Introduction: Acetaminophen (paracetamol) overdose is a leading cause of acute hepatic necrosis, driven by formation of the toxic metabolite N-acetyl-p-benzoquinone imine (NAPQI), glutathione depletion, and oxidative stress. Spirulina platensis, a cyanobacterium rich in phycocyanin and antioxidant micronutrients, has been proposed as a hepatoprotective supplement. We investigated Spirulina’s prophylactic and therapeutic effects against acetaminophen-induced liver injury in adult male Syrian mice.
Methods: Adult male Syrian mice were allocated to five groups: (1) control (vehicle only), (2) Spirulina, (3) acetaminophen, (4) prevention (Spirulina + acetaminophen, co-administered), and (5) treatment (acetaminophen first, then Spirulina). Spirulina was given by oral gavage (≈600 mg/kg/day). Acetaminophen was administered at hepatotoxic dose (≈500 mg/kg/day; IP in DMSO where noted). After the treatment period (total ≈60 days across protocols), serum ALT, AST, and ALKP were quantified with standard clinical chemistry kits; group means ± SD were analyzed (p < 0.05).
Results: Mean ± SD (U/L):
Control: ALT 100 ± 15, AST 120 ± 20, ALKP 150 ± 25
Spirulina: ALT 95 ± 12, AST 115 ± 18, ALKP 145 ± 20 (no hepatotoxic effect)
Acetaminophen: ALT 300 ± 45*, AST 350 ± 50*, ALKP 280 ± 40* (marked elevation vs. control)

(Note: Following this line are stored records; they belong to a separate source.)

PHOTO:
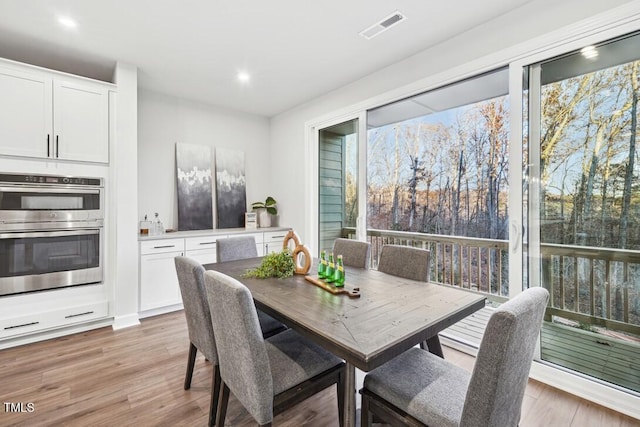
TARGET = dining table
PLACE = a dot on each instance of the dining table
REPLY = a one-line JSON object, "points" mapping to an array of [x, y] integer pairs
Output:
{"points": [[379, 318]]}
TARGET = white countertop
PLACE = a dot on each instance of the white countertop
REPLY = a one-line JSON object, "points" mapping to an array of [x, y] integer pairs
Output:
{"points": [[212, 232]]}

Prevention (Spirulina+APAP): ALT 160 ± 25**, AST 180 ± 30**, ALKP 200 ± 30**
Treatment (APAP→Spirulina): ALT 190 ± 30**, AST 220 ± 35**, ALKP 230 ± 35**
(*p < 0.05 vs. control; *improved vs. acetaminophen)

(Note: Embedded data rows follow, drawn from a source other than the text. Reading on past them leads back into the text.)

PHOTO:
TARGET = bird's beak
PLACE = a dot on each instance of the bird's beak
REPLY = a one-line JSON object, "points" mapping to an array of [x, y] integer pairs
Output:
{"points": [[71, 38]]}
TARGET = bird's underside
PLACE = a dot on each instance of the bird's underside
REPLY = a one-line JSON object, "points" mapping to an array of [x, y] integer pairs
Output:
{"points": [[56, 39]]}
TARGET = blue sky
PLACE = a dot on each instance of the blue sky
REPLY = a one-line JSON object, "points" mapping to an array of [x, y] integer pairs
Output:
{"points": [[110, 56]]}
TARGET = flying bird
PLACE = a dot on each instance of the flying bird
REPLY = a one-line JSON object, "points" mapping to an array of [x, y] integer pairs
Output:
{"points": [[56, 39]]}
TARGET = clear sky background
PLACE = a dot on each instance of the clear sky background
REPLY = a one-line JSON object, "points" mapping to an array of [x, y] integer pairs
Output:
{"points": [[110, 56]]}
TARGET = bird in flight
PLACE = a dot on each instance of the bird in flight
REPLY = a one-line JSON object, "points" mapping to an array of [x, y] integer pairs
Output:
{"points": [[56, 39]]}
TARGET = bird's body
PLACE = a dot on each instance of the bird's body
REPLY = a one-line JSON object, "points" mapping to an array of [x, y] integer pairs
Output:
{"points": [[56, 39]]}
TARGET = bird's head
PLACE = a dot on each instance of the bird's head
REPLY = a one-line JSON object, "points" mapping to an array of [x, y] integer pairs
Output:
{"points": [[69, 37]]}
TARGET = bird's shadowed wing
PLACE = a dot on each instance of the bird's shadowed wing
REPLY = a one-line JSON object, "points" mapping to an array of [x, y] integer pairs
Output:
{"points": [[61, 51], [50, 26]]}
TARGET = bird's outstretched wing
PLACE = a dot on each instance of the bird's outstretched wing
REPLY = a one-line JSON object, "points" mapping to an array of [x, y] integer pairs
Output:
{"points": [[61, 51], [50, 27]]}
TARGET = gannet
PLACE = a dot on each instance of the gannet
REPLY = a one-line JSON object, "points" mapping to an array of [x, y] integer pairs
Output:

Relative to acetaminophen alone, Spirulina reduced enzyme elevations by ≈47–48% (ALT/AST) and ≈29% (ALKP) in the prevention arm; the treatment arm also improved enzymes, though less (≈18–37%).

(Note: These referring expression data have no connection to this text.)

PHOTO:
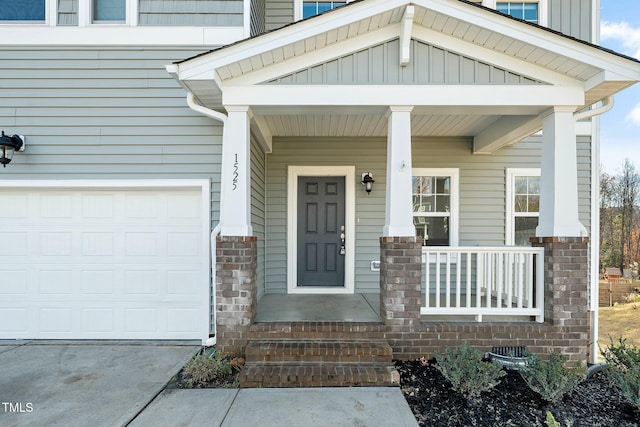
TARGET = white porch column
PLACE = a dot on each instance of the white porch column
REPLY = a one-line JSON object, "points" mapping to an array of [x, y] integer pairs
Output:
{"points": [[235, 186], [559, 177], [398, 220]]}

Conclusion: Spirulina platensis mitigates acetaminophen hepatotoxicity in mice, with stronger benefit when co-administered (prevention) than when given after injury (treatment). The protective effect is consistent with attenuation of oxidative stress and enhancement of endogenous antioxidant defenses (e.g., SOD, catalase), and likely involves NF-κB pathway modulation. Spirulina appears safe at the tested dose.